Obsolescence can be a scary word for acute care hospitals, ambulatory surgery centers, clinics and other medical facilities. Obsolescence occurs when something doesn’t work or is no longer useful, and parts, services and resources are no longer provided by the original equipment manufacturer.
Today, in the first of a series of blogs, we’ll discuss what obsolescence is and the impact it could have on medical facilities.
The idea that a critical component in an operating room (OR), sterilizing processing department (SPD), lab or other key area can suddenly not function – and then be difficult to fix or replace – can be a nightmare for medical administrators. An empty OR, for instance, is an underperforming asset that can dramatically impact the bottom line of any facility.
Unfortunately, that scenario can be all too real in many medical settings.
Multiple costs to obsolescence
In any facility, equipment being obsolete or approaching an out-of-service date can cause a bigger disruption in patient care and overall performance.
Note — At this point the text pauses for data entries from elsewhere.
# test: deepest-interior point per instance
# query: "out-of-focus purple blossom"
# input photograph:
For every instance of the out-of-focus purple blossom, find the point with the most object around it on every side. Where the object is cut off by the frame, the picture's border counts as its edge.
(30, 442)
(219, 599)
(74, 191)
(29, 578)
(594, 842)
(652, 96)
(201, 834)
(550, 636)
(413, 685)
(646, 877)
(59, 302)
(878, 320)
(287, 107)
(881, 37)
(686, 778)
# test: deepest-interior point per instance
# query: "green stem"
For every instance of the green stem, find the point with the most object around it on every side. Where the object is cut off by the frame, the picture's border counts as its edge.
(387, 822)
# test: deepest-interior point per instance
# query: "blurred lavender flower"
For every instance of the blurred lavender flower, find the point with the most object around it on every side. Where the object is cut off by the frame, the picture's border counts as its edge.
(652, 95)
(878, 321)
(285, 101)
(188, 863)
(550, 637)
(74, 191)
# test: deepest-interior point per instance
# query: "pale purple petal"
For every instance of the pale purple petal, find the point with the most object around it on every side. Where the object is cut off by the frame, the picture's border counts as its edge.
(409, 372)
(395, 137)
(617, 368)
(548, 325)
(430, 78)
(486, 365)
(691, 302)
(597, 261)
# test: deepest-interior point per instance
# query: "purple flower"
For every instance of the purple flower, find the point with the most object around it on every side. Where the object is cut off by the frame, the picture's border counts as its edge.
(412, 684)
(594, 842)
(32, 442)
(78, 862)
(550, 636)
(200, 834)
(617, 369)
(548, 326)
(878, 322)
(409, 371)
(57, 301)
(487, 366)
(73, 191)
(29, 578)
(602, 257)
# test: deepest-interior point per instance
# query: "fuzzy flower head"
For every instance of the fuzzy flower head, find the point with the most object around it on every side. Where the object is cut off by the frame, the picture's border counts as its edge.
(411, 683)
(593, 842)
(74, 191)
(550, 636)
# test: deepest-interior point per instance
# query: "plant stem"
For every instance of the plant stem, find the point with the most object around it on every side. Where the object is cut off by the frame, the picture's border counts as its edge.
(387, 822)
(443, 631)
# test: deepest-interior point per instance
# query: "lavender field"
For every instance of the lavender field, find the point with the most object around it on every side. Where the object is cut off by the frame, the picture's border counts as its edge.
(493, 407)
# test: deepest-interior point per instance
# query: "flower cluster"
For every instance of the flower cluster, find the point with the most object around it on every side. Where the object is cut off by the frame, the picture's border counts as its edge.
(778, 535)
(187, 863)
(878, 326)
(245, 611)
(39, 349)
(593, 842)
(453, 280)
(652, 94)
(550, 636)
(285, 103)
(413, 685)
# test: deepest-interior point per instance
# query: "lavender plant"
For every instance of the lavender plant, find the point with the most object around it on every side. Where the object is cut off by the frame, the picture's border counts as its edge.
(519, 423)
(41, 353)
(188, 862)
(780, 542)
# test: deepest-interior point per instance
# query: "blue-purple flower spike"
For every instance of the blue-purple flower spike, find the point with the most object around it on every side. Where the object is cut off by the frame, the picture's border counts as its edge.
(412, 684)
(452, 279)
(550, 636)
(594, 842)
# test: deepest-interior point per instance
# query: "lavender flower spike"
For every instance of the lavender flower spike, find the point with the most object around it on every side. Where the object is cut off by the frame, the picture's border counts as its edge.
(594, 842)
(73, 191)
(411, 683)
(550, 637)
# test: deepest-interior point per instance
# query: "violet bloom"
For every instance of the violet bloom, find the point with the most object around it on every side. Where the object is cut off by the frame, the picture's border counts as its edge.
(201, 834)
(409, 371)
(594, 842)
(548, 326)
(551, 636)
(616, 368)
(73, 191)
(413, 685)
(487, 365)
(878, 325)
SPDs, for instance, are often considered the “heartbeat” of a hospital. Being able to efficiently sterilize surgical instruments will keep ORs humming while generating much-needed income. An OR that needs to be rebuilt can cost hundreds of thousands of dollars and many months or even years to complete, especially if key parts are delayed.
Whatever the reason, unscheduled down time related to obsolescence can be costly in multiple ways, further underscoring the need to plan ahead.
“Most facilities have back up surgical tables in the event one is down,” Keckler explained. “In contrast, if a hospital’s SPD is down, it is costly financially as well as in relationships with surgeons and patients. It can affect the reputation of a facility as well as patient satisfaction. Equipment must be operationally efficient in order to deliver quality patient care. The consequences of obsolescence are just endless.”